O problema do ensino da gramática nas escolas


Em seu livro Saberes gramaticais na escola, (In.: Ensino de gramática: descrição e uso [VIEIRA, Silvia R; BRANDÃO, Silvia F.; São Paulo: Contexto, 2007, pp. 31-54]), o professor Afranio Gonçalves Barbosa, doutor em Letras (Letras Vernáculas – Língua Portuguesa), aborda a questão do que vai mal no nível básico do ensino da língua portuguesa.

Professor do Departamento de Letras Vernáculas da UFRJ desde abril de 1994, com sete projetos de pesquisa concluídos e três em andamento, e uma produção intelectual de 123 obras, 25 das quais livros, na área de língua portuguesa, o autor se vale de sua experiência prática e conhecimento teórico para questionar o modelo de ensino da gramática de língua portuguesa adotado nas escolas brasileiras.

A pergunta “certo, ou errado?”, em termos gramaticais, parece ser o pivô da discussão. Essa é a pergunta com que se deparam os professores de formação básica em língua portuguesa, e para a qual têm pouco preparo a fim de dar uma resposta satisfatória. Além disso, o autor expõe a fragilidade argumentativa dos chamados consultórios gramaticais em suas afirmações taxativas sobre formas e usos da língua considerados ‘errados’.

O objetivo do autor foi examinar de modo crítico o quadro existente no campo do ensino da gramática na escola e apresentar alternativas possíveis para tratar do problema. Seu método de análise da questão dos saberes gramaticais na escola utiliza como exemplo o tópico gramatical formas nominais do verbo, e é apresentado de forma esquemática, que pode ser aplicada a qualquer questão de correção gramatical.

Segundo o autor, o profissional de Letras precisa deter pelo menos três saberes, a fim de poder lidar com o desafio de ensinar a gramática na escola, diante das crises social, científica e do magistério. São eles: (1) O que dizem os falantes, a norma culta local; (2) o que diz a tradição gramatical; e (3) o que dizem as pesquisas linguísticas. Uma vez detentor desses saberes, o professor saberá que certo e errado não são respostas absolutas, mas dependem do contexto de fala em que as formas são empregadas. Em grande parte das vezes, a melhor resposta para questões do tipo “certo ou errado?” deveria ser: “nem certo, nem errado, mas está inadequado para uso fora da comunidade”, argumenta o autor. 

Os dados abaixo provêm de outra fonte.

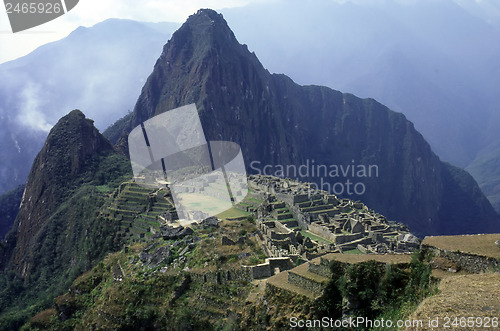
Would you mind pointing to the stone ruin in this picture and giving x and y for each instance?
(294, 212)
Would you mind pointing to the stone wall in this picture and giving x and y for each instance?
(322, 231)
(471, 262)
(221, 276)
(266, 269)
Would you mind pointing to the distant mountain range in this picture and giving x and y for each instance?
(64, 226)
(438, 62)
(278, 122)
(100, 69)
(434, 61)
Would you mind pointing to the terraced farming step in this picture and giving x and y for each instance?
(300, 276)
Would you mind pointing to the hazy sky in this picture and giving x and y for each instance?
(90, 12)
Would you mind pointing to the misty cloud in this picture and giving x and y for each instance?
(30, 113)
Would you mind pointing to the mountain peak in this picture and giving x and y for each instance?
(67, 159)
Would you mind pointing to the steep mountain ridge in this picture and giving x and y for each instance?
(278, 122)
(85, 70)
(57, 233)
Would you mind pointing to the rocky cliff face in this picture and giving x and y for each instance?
(68, 158)
(279, 123)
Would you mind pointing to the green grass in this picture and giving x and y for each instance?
(233, 212)
(353, 251)
(314, 237)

Em conclusão, o texto afirma que o profissional de Letras deve ser capaz de ajudar o aluno a desenvolver a habilidade de ajustar seu registro de fala de acordo com a situação discursiva. Expresso pelo dito popular, “cada lugar tem seu fuso, cada povo tem seu uso”.  

Num texto claro, acessível, coerente e consistente, o professor Afranio Barbosa consegue chamar a atenção para uma questão premente no ensino da língua portuguesa no Brasil. Citando o escritor Ataliba de Castilho, o autor toca na questão da crise do magistério, que pode ser vista, entre outras coisas, na desvalorização do professor de ensino básico, em especial. A experiência de quase 20 anos no ensino de Letras Vernáculas atribui credibilidade aos argumentos do professor.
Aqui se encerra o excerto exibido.